The government would amend Bill C-83 so that the environmental commissioner can evaluate policy. It would immediately withdraw Bill C-62 from the Order Paper so that environmental legislation already on the books in this country is not gutted. It would bring in real effective endangered species legislation protecting habitats and it would implement the excellent recommendation in the environment committee's latest report, a review of CEPA entitled: "It's About Our Health! Towards Pollution Prevention". May this latest report of the committee fare better in the hands of the government than the last one.
Business Of The House September 28th, 1995
Mr. Speaker, I rise on a point of order regarding House business. In support of your statement a few moments ago that it is not good to split up these matters, I noticed that in the course of the whip responding to the second question the government House leader vacated his seat.
I still have a question relating to House business for him. Perhaps the parliamentary secretary could answer my question. However in the future, Mr. Speaker, I want you to know that I support your contention that these points should be made separately and individually so that we can deal with matters in specific order.
With respect to House business for the coming week, the government House leader is aware that the recent supreme court ruling in respect of tobacco products marketing has been thrown back to the government for a response. The government has said that it is looking at options in response to this ruling but for the most part is relying on staff in the Department of Health for ideas.
In light of the fact that it would be better for members of Parliament to be examining the options, would the government House leader be willing to support a request from the House that the government offer this week the study of these options to the Standing Committee on Health so that a more public examination of the options and the issues could be undertaken?
Endangered Species September 28th, 1995
Mr. Speaker, my question is for the Minister of the Environment and concerns the need to strengthen the current proposal for the endangered species protection act.
As presented, the minister proposes to apply the terms of the new act to only 4 per cent of Canada's total land base and eliminates the northern jurisdiction entirely.
Is it the minister's intention therefore to ensure effective protection of endangered species by broadening the premise of the proposed new act and at the same time by providing us with a guarantee that the new $2 coin in not the last place on earth where we will ever see a polar bear?

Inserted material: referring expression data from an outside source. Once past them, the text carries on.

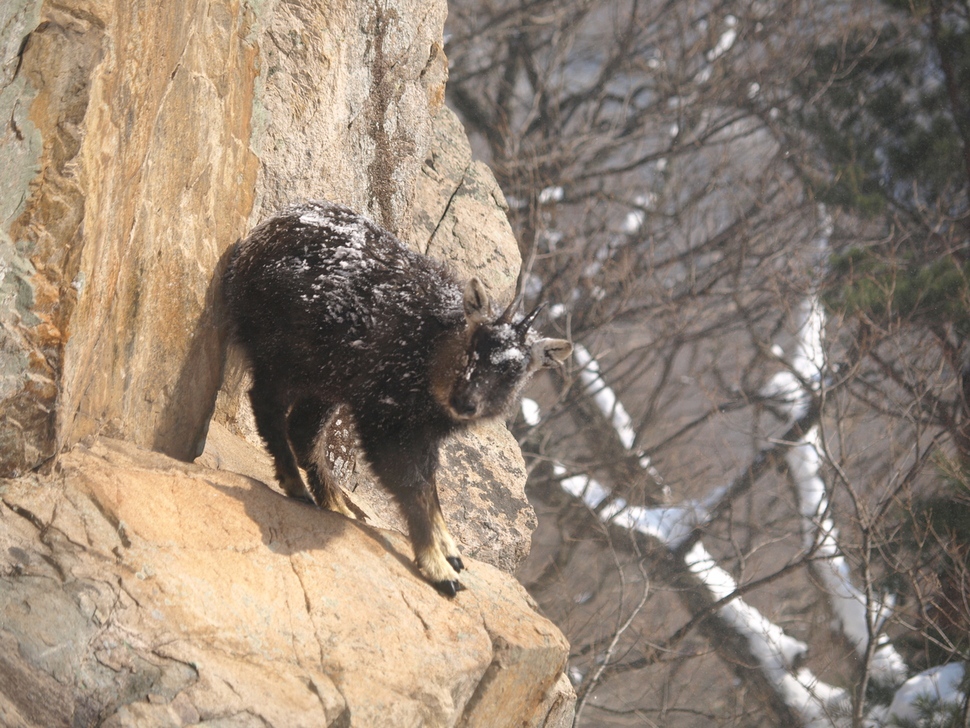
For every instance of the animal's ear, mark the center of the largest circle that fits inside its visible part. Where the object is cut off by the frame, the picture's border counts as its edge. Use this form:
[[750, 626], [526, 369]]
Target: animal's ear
[[478, 309], [550, 352]]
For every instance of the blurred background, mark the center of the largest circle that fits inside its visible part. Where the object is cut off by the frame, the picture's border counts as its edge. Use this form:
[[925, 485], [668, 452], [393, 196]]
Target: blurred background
[[753, 219]]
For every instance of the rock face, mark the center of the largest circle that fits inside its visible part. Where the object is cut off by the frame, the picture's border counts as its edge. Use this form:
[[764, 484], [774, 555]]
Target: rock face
[[138, 591], [141, 139]]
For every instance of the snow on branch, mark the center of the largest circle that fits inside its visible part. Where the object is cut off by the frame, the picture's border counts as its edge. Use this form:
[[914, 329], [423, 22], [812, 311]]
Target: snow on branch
[[775, 651], [793, 390]]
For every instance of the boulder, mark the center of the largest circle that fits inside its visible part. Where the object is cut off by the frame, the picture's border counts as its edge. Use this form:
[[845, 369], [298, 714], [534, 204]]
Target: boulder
[[140, 590], [148, 575]]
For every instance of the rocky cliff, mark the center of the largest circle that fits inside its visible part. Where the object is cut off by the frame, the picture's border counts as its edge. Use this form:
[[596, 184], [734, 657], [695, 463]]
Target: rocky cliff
[[147, 574]]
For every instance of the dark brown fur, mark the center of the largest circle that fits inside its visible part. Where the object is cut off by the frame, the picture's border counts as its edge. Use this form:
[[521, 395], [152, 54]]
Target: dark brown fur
[[333, 310]]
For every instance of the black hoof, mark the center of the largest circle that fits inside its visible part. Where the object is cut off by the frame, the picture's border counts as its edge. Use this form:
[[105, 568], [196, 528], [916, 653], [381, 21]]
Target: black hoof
[[456, 562], [449, 588]]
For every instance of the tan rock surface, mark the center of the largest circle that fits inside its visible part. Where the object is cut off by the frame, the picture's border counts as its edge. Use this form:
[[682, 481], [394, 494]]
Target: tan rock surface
[[197, 595]]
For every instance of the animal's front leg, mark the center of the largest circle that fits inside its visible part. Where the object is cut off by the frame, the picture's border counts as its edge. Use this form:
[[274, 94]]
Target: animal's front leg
[[409, 474]]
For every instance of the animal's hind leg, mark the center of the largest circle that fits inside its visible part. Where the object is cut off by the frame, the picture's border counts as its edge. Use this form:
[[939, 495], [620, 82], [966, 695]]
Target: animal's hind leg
[[270, 408], [306, 423]]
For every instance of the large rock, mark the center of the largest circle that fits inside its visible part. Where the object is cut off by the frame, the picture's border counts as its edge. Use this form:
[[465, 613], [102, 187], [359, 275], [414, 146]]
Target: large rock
[[137, 590], [143, 139], [140, 140]]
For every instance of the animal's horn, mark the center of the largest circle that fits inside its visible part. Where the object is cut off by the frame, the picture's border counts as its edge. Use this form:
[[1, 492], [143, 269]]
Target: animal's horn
[[526, 322]]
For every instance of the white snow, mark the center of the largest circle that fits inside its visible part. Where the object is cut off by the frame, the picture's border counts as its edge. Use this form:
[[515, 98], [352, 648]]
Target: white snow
[[530, 412], [940, 684]]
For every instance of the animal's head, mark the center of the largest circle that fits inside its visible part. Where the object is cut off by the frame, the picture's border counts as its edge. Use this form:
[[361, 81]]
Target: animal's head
[[497, 357]]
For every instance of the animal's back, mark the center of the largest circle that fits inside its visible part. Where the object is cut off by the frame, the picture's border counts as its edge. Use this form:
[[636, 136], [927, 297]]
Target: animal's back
[[319, 292]]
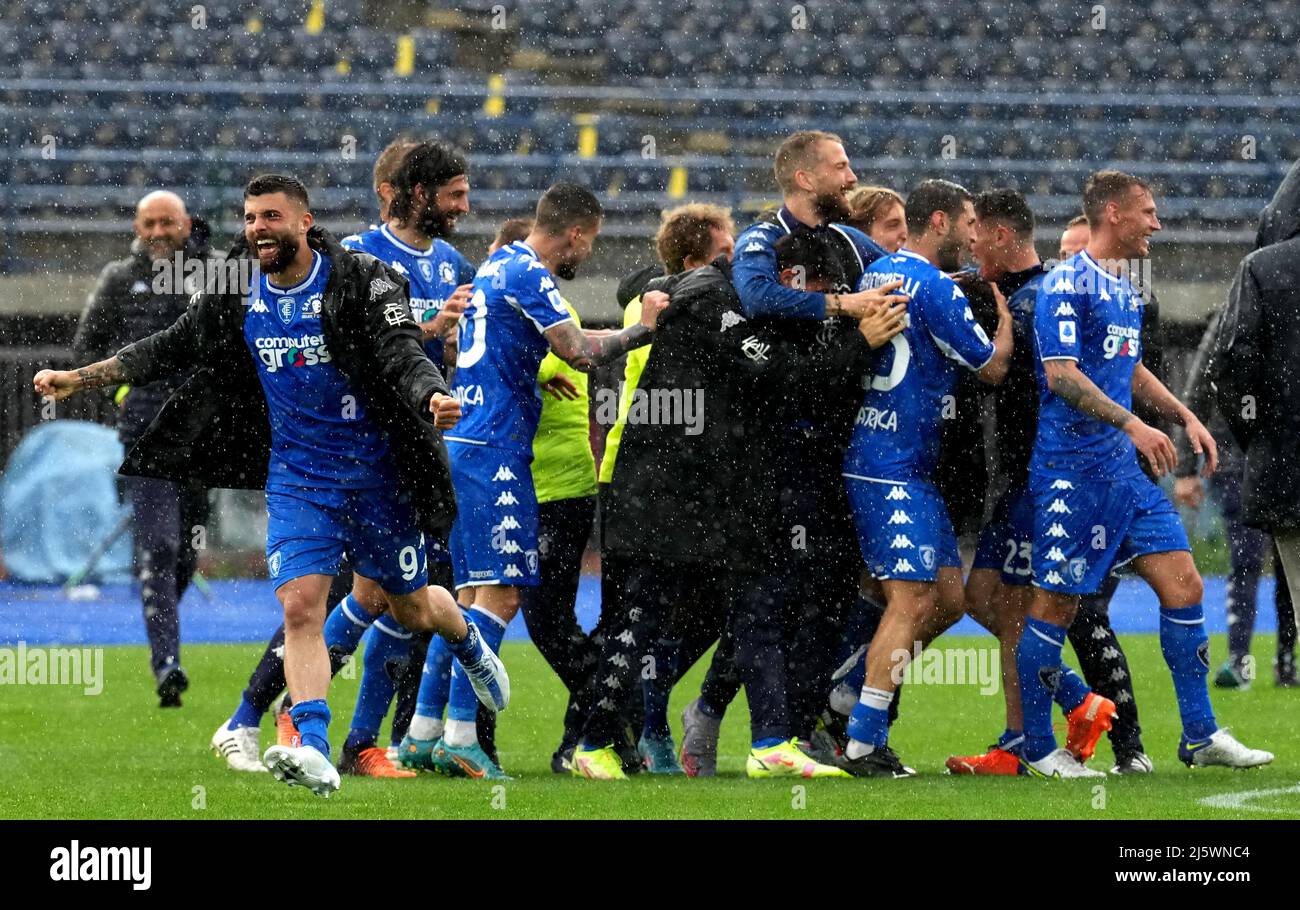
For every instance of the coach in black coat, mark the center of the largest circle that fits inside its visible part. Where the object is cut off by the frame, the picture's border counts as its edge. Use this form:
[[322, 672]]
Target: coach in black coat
[[216, 429]]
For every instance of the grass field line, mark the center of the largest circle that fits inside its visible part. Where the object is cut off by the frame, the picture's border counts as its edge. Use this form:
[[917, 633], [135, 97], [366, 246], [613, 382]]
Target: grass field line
[[1244, 800]]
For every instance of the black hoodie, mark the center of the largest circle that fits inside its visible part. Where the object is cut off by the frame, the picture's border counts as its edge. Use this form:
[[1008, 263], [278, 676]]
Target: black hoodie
[[1255, 364]]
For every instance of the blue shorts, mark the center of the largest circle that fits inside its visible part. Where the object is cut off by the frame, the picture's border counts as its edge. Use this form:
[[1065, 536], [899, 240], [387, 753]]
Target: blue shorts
[[1006, 541], [1083, 529], [310, 531], [902, 528], [494, 538]]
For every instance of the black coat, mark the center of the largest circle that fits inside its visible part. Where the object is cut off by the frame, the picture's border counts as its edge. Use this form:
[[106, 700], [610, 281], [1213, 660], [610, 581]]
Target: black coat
[[688, 497], [121, 308], [1255, 365], [216, 429]]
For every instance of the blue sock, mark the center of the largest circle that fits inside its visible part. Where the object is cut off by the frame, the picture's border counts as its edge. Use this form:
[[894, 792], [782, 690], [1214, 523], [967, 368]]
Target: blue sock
[[245, 715], [346, 624], [1038, 663], [436, 680], [463, 703], [1187, 651], [311, 718], [1012, 740], [869, 723], [388, 641], [1070, 690]]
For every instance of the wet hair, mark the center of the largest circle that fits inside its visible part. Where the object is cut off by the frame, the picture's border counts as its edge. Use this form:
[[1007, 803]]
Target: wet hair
[[1106, 186], [264, 185], [930, 196], [564, 206], [428, 164], [687, 232], [1009, 207]]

Canada Post September 28th, 1995
Mr. Speaker, in late August the minister responsible for the Canada Post Corporation ordered a top to bottom review of the mandate of Canada Post.
It is my understanding that in the very near future the minister will announce the details of the review: who the chairperson will be, how long the review will take and whether it will be held in public or in private.
In the past I have called for the minister to establish an independent commission that would evaluate the performance and mandate of Canada Post on an ongoing basis. Rural and urban communities have been greatly affected by post office closures, privatization, community mailboxes, slow delivery and stamp and service price increases.
Therefore, I urge the minister to ensure that the review recognize that service is important to the public and not use the results of the review only to justify further privatization and service reductions. The review should be held in public with cross-country public hearings and adequate time given for groups and individuals to make presentations.